Il vino, una delle bevande alcoliche più antiche, risalente al 6000 a.C., è profondamente radicato nelle tradizioni di tutti i popoli. Tuttavia, l’industria vinicola sta affrontando le sfide del cambiamento climatico.
Secondo recenti studi, come già temevamo, il 70% delle regioni vinicole mondiali potrebbe diventare inadatto se le temperature globali aumentassero di oltre 2 gradi Celsius rispetto ai livelli preindustriali. Inoltre, le malattie fungine, già costose da gestire, potrebbero aumentare a causa del riscaldamento globale, gravando ulteriormente sui produttori. Una possibile soluzione arriva dalle uve ibride, come spiegano alcuni ricercatori: “un tempo meno apprezzate rispetto alle varietà tradizionali come il merlot o il malbec. Queste uve, incroci tra la vite europea Vitis vinifera e specie nordamericane come Vitis labrusca o Vitis riparia, sono più resistenti alle malattie e prosperano nei climi più freddi.

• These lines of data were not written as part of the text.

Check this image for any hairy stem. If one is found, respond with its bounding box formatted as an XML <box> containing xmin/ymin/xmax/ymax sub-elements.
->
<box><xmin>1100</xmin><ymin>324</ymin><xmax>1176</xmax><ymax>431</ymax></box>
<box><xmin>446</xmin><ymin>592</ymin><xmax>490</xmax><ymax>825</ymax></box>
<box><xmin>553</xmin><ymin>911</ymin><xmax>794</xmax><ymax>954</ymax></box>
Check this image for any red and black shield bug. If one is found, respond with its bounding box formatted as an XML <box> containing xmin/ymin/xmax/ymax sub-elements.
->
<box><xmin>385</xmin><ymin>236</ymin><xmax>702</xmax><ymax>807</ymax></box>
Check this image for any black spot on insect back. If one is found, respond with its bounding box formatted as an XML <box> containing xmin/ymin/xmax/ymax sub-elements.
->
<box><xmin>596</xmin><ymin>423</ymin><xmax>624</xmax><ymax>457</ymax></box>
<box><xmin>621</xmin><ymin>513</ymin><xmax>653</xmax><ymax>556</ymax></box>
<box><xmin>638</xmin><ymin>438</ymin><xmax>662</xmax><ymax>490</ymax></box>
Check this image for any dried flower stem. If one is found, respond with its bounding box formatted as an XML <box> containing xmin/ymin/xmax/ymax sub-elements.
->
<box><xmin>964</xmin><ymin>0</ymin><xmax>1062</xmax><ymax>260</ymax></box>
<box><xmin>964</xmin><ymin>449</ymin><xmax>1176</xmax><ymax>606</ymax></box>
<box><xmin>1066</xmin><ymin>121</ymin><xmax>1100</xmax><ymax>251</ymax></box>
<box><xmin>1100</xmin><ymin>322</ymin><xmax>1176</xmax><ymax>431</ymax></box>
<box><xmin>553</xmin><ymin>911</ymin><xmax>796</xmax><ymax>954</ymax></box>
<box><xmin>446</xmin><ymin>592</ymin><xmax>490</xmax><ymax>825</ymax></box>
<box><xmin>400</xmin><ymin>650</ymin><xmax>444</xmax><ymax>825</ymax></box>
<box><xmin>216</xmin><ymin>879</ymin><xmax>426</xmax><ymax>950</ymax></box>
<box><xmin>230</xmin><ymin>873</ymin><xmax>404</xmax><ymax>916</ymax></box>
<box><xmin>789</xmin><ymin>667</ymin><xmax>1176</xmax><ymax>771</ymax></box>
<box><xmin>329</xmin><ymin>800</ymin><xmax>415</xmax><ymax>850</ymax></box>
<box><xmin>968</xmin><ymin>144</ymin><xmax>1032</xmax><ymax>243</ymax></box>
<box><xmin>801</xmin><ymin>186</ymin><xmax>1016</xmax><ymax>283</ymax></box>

Le varietà ibride, già utilizzate in regioni come New York o il Michigan, includono nomi come chambourcin, traminette e vidal blanc”. Sebbene gli ibridi non siano una novità, il loro utilizzo è stato limitato in alcune regioni europee fino al 2021. Tuttavia, paesi come la Germania li coltivano da secoli per la loro resistenza ai funghi e alle malattie. Florian Koch del German Wine Institute sottolinea che l’adozione degli ibridi può ridurre significativamente l’uso di pesticidi, in linea con il Green Deal europeo che mira a ridurre del 50% l’uso dei pesticidi entro il 2030. “Oltre alla riduzione dei pesticidi – hanno poi aggiunto gli esperti – gli ibridi offrono altri vantaggi: resistenza alla luce solare intensa , facilità di raccolta e minore suscettibilità ai funghi grazie ai grappoli più sciolti”.